No se que bien la causa, pero quite el USE pulseaudio, actualice todo y el error se fue.

Gracias gringo por tu tiempo!

----------

## esteban_conde

 *natrix wrote:*   

> No se que bien la causa, pero quite el USE pulseaudio, actualice todo y el error se fue. 

 

La pregunta ahora sería:

¿Funciona pulseaudio?

Uso gnome-3.10 y creo recordar que cuando actualicé desde una gnome-2.32 tuve algun problema con pulseaudio, en mi caso consistía en que en el panel salía el simbolito del altavoz pero no respondía a subir o bajar el volumen y me parece que el panel de configuración->sonido tampoco.

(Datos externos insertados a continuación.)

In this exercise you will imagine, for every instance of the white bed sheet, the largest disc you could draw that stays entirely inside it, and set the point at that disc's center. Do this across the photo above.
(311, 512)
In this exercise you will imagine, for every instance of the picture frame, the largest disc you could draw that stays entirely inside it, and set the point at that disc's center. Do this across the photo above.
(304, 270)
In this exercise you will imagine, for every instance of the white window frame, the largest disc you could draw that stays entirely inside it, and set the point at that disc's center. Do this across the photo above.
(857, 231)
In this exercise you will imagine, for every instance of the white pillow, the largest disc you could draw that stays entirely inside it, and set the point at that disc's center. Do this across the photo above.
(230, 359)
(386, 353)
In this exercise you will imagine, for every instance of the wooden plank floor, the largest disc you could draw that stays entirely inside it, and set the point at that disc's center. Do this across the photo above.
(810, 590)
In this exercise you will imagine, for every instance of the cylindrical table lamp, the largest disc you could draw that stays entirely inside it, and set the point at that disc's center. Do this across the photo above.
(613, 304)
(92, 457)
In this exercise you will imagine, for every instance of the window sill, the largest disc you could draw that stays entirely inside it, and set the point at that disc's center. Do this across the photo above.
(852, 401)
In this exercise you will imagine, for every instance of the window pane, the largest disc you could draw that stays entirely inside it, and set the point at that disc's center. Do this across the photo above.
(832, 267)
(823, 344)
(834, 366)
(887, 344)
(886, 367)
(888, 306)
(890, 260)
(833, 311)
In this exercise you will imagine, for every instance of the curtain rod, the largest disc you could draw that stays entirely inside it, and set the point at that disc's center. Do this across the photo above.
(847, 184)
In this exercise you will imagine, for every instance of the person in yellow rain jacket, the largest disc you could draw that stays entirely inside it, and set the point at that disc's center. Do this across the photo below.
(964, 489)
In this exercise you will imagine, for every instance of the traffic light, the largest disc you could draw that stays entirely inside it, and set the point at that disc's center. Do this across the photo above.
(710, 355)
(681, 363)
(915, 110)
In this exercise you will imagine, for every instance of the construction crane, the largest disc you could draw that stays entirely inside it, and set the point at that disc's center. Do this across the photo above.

Para lograr que se arreglara lo anterior tuve que activar la USE pulseaudio.

El caso es que en mi caso systemctl me arroja errores referidos a pulseaudio sin embargo el sonido funciona perfectamente.

----------

## natrix

Hasta ahora me anda todo bien.

Vengo escuchando música y viendo videos sin problemas, no único que no me anda en el micrófono de la webcam pero no sé si es por esto.

https://forums.gentoo.org/viewtopic-t-992704.html

Gracias por tu comentario, voy a estar atento: si algo falla ya sé por donde empezar.

Saludos

----------